Long-chain noncoding RNAs (lncRNAs) are a class of RNA molecules with transcripts over 200 nt in length. Although they do not encode proteins, lncRNAs are expressed on multiple levels (epigenetic regulation, regulation of transcription and posttranscriptional, etc.) in forms of RNA to regulate the expression of related genes [1]. Thus far, relationships between occurrences of many tumors and lncRNAs have been elucidated. For example, abnormal expression of lncRNAs has been observed in many solid tumors, such as colon cancer, non-small cell lung cancer and ovarian cancer and breast cancer [5]. Until now, it has been found that more than 7000 lncRNAs are functional, and some lncRNAs can be used as indicators of tumor diagnosis and monitoring progress and can provide points for tumor treatment [6].

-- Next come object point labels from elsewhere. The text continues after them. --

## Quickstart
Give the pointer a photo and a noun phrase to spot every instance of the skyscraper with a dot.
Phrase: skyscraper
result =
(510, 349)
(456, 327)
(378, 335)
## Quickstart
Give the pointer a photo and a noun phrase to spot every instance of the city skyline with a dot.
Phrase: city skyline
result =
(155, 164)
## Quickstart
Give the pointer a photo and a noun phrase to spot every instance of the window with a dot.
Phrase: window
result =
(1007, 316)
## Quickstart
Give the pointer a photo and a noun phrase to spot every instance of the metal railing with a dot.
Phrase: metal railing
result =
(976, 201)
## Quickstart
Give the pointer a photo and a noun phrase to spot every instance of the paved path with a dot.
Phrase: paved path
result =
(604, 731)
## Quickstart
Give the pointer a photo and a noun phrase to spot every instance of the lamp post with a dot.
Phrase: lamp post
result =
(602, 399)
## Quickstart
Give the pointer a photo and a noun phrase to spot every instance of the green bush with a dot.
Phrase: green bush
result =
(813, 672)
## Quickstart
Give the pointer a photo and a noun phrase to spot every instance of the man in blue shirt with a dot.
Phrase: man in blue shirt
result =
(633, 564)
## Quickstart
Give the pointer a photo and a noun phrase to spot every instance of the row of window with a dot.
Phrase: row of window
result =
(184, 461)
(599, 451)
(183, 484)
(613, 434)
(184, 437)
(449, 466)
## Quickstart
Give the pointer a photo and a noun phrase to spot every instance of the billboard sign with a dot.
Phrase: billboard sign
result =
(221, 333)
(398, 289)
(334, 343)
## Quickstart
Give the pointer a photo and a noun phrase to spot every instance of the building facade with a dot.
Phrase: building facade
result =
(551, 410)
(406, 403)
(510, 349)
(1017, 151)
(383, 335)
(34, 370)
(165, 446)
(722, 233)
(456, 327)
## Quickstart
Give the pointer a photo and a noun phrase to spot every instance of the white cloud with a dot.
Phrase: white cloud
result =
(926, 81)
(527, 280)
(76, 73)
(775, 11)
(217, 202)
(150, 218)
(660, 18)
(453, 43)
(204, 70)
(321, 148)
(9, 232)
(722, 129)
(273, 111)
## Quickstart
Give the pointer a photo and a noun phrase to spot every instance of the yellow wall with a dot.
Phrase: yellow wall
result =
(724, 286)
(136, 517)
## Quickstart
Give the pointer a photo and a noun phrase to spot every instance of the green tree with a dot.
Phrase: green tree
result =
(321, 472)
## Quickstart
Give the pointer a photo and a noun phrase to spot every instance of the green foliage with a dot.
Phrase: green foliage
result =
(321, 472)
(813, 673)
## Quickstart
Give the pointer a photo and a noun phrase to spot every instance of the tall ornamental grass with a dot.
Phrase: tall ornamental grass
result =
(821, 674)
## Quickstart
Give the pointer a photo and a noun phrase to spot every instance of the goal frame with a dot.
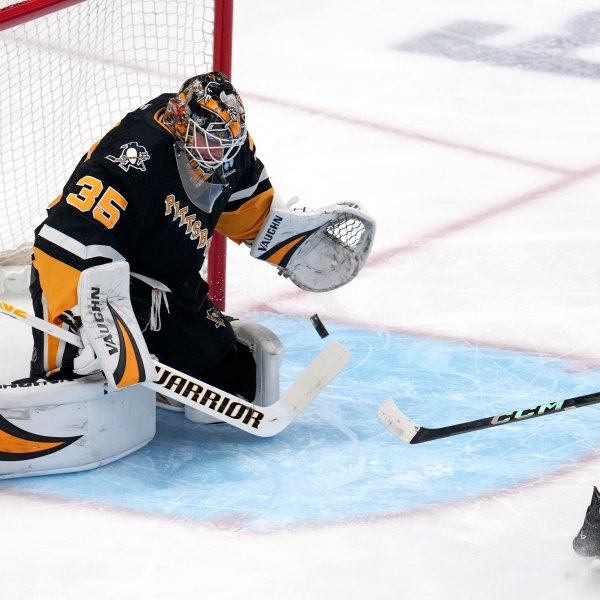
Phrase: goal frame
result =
(28, 10)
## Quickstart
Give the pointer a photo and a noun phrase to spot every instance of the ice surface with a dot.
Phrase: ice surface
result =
(470, 129)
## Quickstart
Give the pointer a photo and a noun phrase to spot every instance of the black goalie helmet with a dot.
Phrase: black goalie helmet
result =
(207, 117)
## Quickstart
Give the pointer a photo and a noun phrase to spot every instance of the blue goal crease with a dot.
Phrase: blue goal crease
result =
(336, 462)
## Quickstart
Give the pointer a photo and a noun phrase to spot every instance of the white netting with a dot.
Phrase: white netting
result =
(67, 77)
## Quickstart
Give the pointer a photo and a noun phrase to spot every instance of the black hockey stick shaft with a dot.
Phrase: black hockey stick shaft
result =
(412, 433)
(427, 434)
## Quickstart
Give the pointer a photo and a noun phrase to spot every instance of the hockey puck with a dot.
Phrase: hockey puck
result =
(318, 325)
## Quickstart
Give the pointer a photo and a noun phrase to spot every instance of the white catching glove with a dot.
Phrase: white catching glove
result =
(113, 341)
(319, 250)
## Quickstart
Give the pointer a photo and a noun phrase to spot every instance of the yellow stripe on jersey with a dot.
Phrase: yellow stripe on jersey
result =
(58, 282)
(244, 223)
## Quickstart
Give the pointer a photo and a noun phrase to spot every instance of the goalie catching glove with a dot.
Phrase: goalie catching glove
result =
(113, 341)
(319, 250)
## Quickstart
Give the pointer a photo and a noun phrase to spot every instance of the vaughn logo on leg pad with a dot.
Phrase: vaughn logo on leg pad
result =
(101, 325)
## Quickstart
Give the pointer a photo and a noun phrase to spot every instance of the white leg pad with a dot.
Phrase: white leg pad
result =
(267, 350)
(71, 426)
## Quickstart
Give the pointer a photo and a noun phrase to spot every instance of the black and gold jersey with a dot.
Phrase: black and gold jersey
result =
(125, 201)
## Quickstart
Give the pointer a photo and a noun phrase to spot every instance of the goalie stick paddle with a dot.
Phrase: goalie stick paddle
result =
(262, 421)
(410, 432)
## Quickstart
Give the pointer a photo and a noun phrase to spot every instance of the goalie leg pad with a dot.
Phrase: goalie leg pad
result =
(267, 351)
(67, 426)
(110, 329)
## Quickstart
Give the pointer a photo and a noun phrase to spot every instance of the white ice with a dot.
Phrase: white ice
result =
(484, 181)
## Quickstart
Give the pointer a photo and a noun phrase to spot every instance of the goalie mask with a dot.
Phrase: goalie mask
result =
(207, 117)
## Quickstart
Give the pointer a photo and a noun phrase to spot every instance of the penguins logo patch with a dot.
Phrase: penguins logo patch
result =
(133, 156)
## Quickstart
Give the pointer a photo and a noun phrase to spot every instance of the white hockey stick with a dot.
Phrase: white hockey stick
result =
(263, 421)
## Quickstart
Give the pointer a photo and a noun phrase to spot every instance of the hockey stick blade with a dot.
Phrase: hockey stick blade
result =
(395, 421)
(262, 421)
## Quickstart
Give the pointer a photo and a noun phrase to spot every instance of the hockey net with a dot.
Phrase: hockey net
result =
(70, 69)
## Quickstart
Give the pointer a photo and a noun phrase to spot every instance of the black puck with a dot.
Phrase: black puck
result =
(318, 325)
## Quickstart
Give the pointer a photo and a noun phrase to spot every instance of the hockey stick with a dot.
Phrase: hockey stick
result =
(263, 421)
(412, 433)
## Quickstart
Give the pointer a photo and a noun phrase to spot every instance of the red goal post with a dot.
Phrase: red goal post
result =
(70, 69)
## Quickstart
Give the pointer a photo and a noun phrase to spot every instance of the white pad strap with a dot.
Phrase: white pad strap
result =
(319, 250)
(110, 328)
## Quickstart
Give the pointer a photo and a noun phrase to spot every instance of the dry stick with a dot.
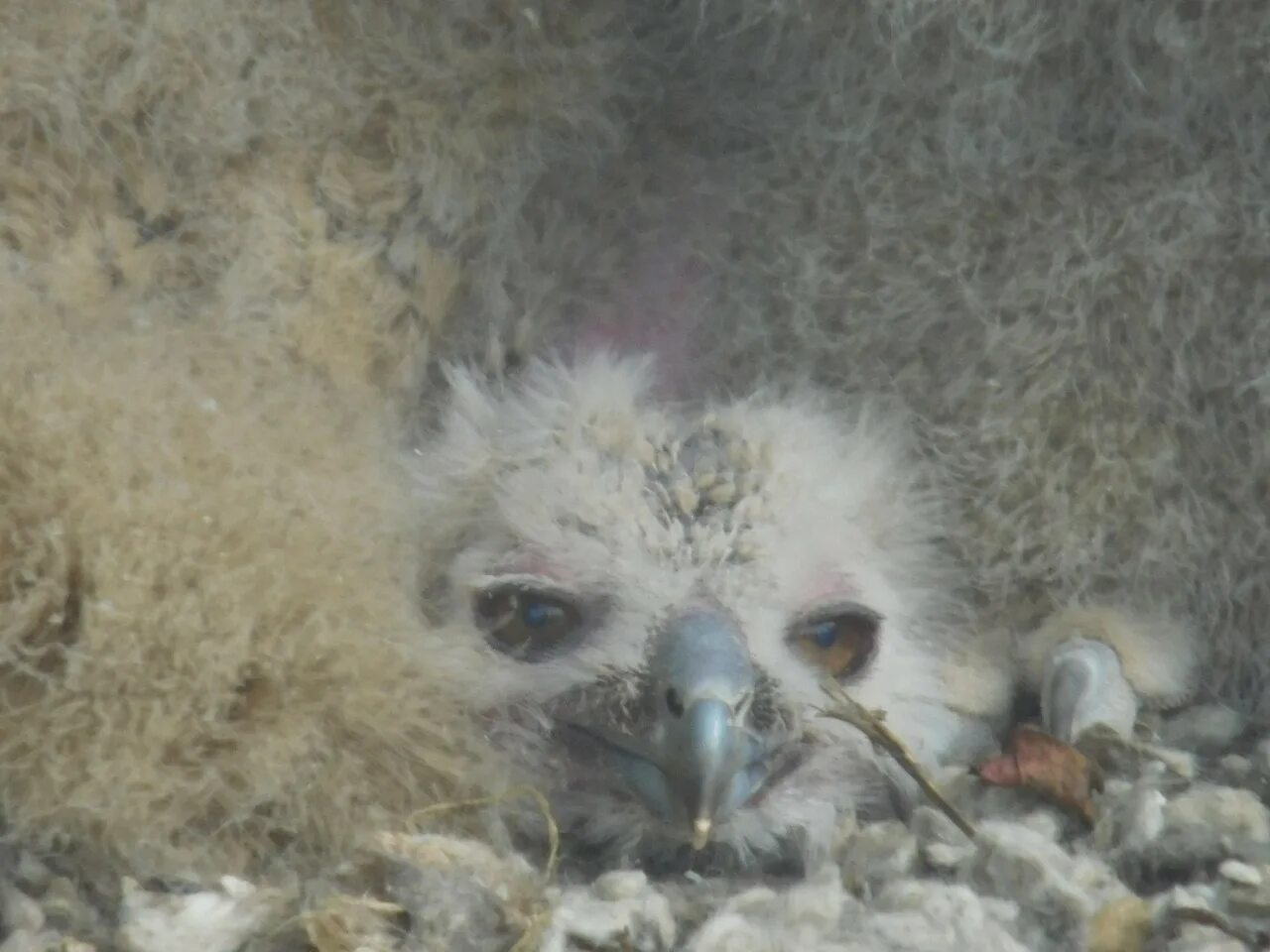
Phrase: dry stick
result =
(871, 722)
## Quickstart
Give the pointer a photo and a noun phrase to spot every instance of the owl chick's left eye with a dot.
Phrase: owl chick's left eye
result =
(839, 643)
(526, 624)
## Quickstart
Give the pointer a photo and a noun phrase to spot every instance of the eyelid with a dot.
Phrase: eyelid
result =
(527, 580)
(830, 611)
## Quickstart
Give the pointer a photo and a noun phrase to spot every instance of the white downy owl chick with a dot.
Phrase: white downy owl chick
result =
(648, 595)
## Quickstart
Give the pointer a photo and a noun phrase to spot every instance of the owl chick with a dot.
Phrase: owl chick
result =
(649, 594)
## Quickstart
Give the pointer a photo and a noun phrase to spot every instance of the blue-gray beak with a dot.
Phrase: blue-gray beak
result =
(699, 761)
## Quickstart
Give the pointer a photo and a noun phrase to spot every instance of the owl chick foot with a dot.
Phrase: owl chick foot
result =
(1084, 685)
(1097, 664)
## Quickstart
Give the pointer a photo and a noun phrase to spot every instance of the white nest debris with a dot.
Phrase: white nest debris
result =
(211, 920)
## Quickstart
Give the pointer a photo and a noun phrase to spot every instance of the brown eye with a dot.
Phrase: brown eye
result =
(838, 644)
(527, 625)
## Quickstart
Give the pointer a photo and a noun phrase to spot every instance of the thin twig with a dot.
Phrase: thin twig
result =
(871, 724)
(1206, 916)
(543, 916)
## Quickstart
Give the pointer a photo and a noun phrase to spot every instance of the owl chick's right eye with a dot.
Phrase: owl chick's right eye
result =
(524, 624)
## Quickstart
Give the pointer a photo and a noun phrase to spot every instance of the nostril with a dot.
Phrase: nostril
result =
(674, 703)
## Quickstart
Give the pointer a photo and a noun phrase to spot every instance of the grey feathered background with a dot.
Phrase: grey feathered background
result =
(1044, 226)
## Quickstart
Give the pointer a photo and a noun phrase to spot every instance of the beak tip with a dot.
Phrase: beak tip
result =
(699, 833)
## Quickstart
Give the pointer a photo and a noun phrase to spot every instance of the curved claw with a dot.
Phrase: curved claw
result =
(1083, 687)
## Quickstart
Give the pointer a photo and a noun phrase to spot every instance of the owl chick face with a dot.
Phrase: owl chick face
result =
(648, 598)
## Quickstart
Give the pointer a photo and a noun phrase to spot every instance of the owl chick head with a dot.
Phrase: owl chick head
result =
(642, 599)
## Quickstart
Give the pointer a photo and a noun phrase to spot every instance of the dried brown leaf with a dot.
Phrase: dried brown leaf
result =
(1044, 765)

CCAT1, located on human chromosome 8q24.21, is described as a “hot spot,” which leads to genetic mutations in colon cancer [7]. Studies of human tissues found that the smallest CCAT1 is expressed poorly in normal liver tissues and small intestine tissues, and many other human tissues have not found any expression of CCAT1 [7]. Compared with that in normal tissues, CCAT1 was demonstrated to be overexpressed in colonic neoplasm tissues, which promoted the proliferation and the invasion of colonic neoplasm cells. Clinically, CCTA1 is closely related to the lymph node metastasis, clinical stage and prognosis of patients [8]. Sun et al. found that CCAT1 is a potential biomarker of colonic neoplasms, which indicated that CCAT1 could be used to predict the colorectal cancer prognosis [9]. Nissan et al. reported that CCAT1 is a highly specific and readily detectable marker for CRC and tumor-associated tissues [10]. However, little is known about the expression levels of CCAT1 in colonic carcinoma or whether CCAT1 is involved in the progression of chemoresistance.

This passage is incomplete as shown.